J’ai beaucoup apprécié la victoire des Alouettes parce qu’elle est survenue sur la route. Les Alouettes ont réglé le cas d’Edmonton. Ils ont gagné les matchs qu’ils sont censés remporter. Avec sa fiche, Edmonton ne représentait clairement pas une bonne équipe. Néanmoins, le football se joue sur le terrain et non sur papier. Les Alouettes ont fait ce qu’ils devaient faire et ils ont joué à leur niveau. Ils ont probablement disputé un de leur meilleur match de la saison. Ce qui était plaisant, c’est que toutes les unités se sont complétées.
Du côté de l’attaque, le niveau d’exécution a rejoint le niveau de préparation.
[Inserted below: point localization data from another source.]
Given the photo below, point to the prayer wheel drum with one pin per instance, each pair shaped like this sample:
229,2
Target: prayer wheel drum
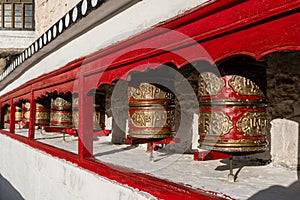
232,114
151,112
6,115
18,114
41,116
61,113
99,111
Parfois, tu peux avoir une très bonne préparation et un excellent plan de match, mais si l’exécution est mauvaise, ça ne fonctionnera pas. Il est également difficile d’avoir une bonne exécution si tu n’as pas un bon plan de match et de bonnes stratégies pour que les joueurs se démarquent. Lors de cette partie, le niveau d’exécution a été jumelé à une bonne préparation pour donner la meilleure performance de l’attaque cette année.
Cette dernière a récolté 441 verges de gains au total. Ce que je retiens c’est l’équilibre de celle-ci : 188 verges au sol et 262 par la passe. Tu ne peux pas avoir un meilleur ratio. J’ai aimé aussi la sélection des jeux.
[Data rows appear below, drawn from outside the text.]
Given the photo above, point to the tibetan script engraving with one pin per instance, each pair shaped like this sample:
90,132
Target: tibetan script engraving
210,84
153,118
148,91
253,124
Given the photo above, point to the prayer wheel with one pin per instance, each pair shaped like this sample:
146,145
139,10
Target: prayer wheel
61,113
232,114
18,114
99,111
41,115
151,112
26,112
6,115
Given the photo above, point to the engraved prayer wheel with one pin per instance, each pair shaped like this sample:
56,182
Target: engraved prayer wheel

J’ai un petit conseil pour les prochains adversaires des Alouettes. Quand ces derniers sont profondément dans leur territoire et qu’ils sont en premier essai et 10, ne vous endormez pas! Ça fait trois matchs que je vois Doug Berry sélectionner des feintes de jeu au sol suivies de longues passes. On en a vu quelques-unes au fil des semaines avec Duron Carter. Cette fois, on a commencé en lion avec une bombe de 55 verges à Brandon London.
Ce que j’ai aimé dans tout ça, c’est la sélection agressive de jeux alors que l’équipe était profondément dans son territoire. C’était le début du match. Tu serais porté à jouer de façon plus conservatrice. Tu ne veux pas cafouiller. Tu veux prendre le pouls de ce que la défense adverse a en tête pour le match.
Les Alouettes affrontaient les Eskimos qui sont derniers contre le jeu au sol. Ils ont profité du fait que, toute la semaine, on a parlé de l’importance de l’attaque terrestre pour aider un jeune quart. Alors que fait-on? On utilise la feinte de jeu au sol pour surprendre Edmonton et on lance une passe de 55 verges à Brandon London. C’était de toute beauté!
C’était aussi une belle façon d’impliquer London dès le début du match. On dit souvent que les receveurs de passe doivent être mis à contribution tôt dans le match pour rester concentrés. De plus, London avait échappé trois passes lors de la dernière rencontre en Saskatchewan. Ce jeu a donc donné le ton à la partie, mais cela lui a aussi permis de retrouver sa confiance. Ceci ne peut qu’être bénéfique pour l’attaque en général.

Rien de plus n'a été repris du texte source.